Bored of the Rings
Otto
o.sell at telda.net
Wed Jan 23 04:52:05 CST 2002
Lon interesting essay by Richard Jenkyns in TNR on the book:
J.R.R. Tolkien: Author of the Century, by Tom Shippey, Houghton Mifflin, 348
pp.
"One can admire Tolkien a great deal and still regret that so many people
believe there to be nothing better. Shippey's "take no prisoners"
policy--you are either with Middle-earth or you are with the poncey
eggheads--polarizes the debate too much. That is why I have been so hard on
Tolkien here: in resisting the claim that he is a literary titan, it is
necessary to point to his large deficiencies."
So what sounds first as a harsh critique of Tolkien is in fact a critique of
the Shippey-book and of Tolkien-admirers who believe that there is nothing
beside him.
"(...) what is left out of The Lord of the Rings that makes one wonder if
this is really a book for adults. Tolkien invented his own mythological
world, but it lacks the dignity and the sinew of a real mythology, for it is
without religion and essentially without sex. Hobbits may have fur at the
bottom of their legs, but they have seem to have no balls at the top; and
that pretty much goes for the rest of Middle-earth, too. The women in The
Lord of the Rings are few and pallid, while The Hobbit has no female
characters at all: even the giant spiders are regarded by Bilbo as male (the
narrative voice uses the unsexed pronoun "it"). The film of The Lord of the
Rings seems to have tried to beef up the female quotient; but it was surely
an uphill struggle. If one is to regard The Lord of the Rings as a book for
adults, what disturbs is not so much the absence of women, perhaps
explicable in an adventure story of this kind, as the absence of desire. In
this work that presents itself as the representation of a whole world, there
is hardly any awareness that we are sexual beings.
(...)
Author of the century? One of Shippey's declared reasons for making so
grandiose a claim for Tolkien is that "the dominant literary mode of the
twentieth century has been the fantastic," and Tolkien is the dominant
figure in fantasy fiction. (...) No, the only genre of which Tolkien stands
as representative is the sword-and-sorcery novel. Shippey is no doubt right
to claim that Tolkien is far superior to other sword-and-sorcery writers;
but this is not, to put it mildly, a genre that has been central to the
literature of the last century. And hasn't Shippey chosen exactly the wrong
tack?
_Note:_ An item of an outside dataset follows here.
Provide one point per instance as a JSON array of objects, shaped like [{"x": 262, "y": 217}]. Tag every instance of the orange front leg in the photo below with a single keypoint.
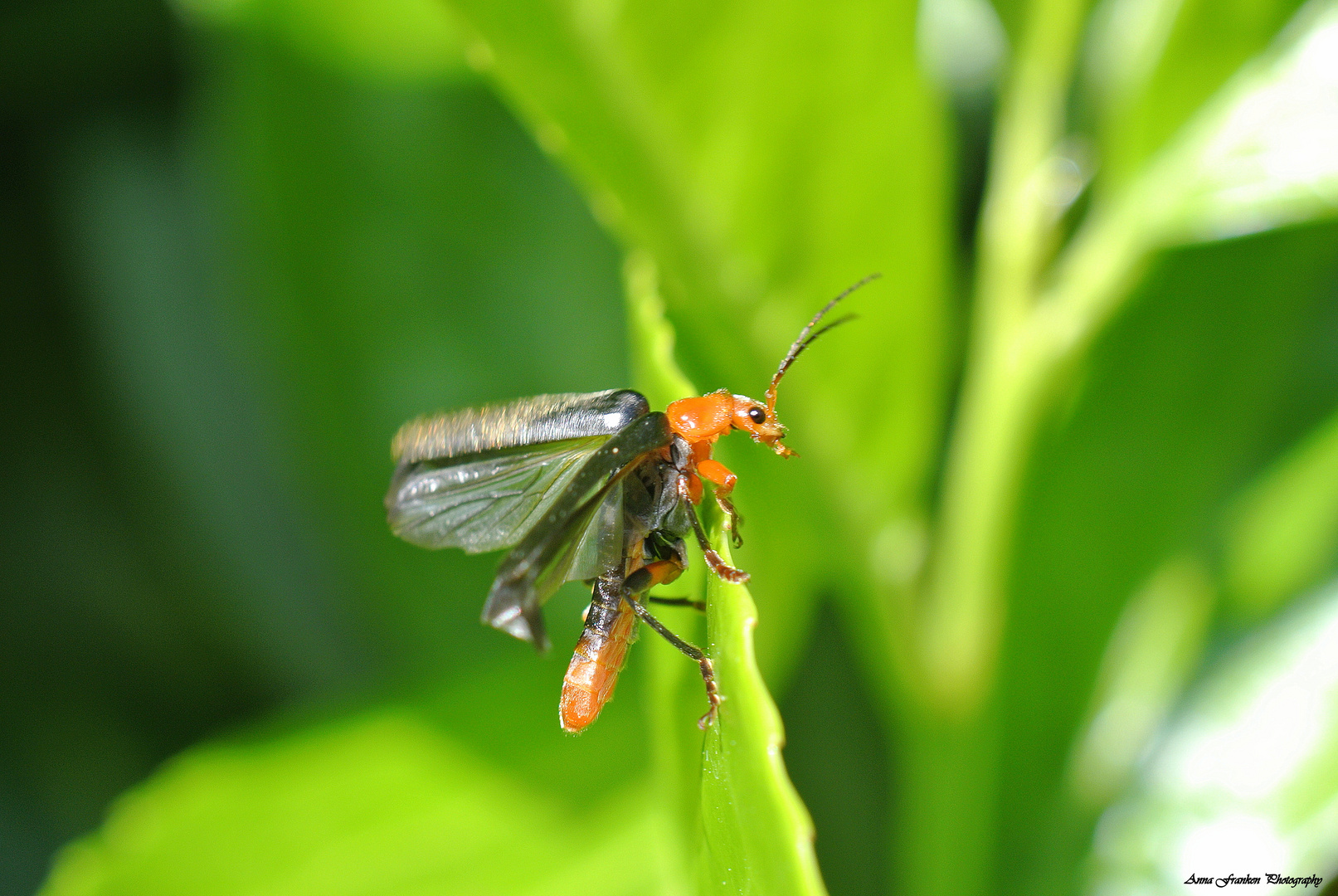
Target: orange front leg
[{"x": 724, "y": 482}]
Surely Tolkien's remarkable achievement was not to have ridden the
zeitgeist but to have bucked it: to have been so unrepresentative and yet so
popular.
(...)
Shippey cites, as books that come to seem most representative and
distinctive of the twentieth century, The Lord of the Rings, 1984 and Animal
Farm, Lord of the Flies, Slaughterhouse-Five, Gravity's Rainbow, and several
more. It would be easy enough to draw up an alternative list--Proust,
Faulkner, Mann, Solzhenitsyn, Greene, whatever (...)."
The end of Jenkyns' essay is maybe remarkable in respect to Pynchon:
"And there are some wonderful passages, such as the visit to the talking
trees, the ents, perhaps the most magical and evocative thing that he wrote.
In his way he was unique, and that cannot be claimed for many writers."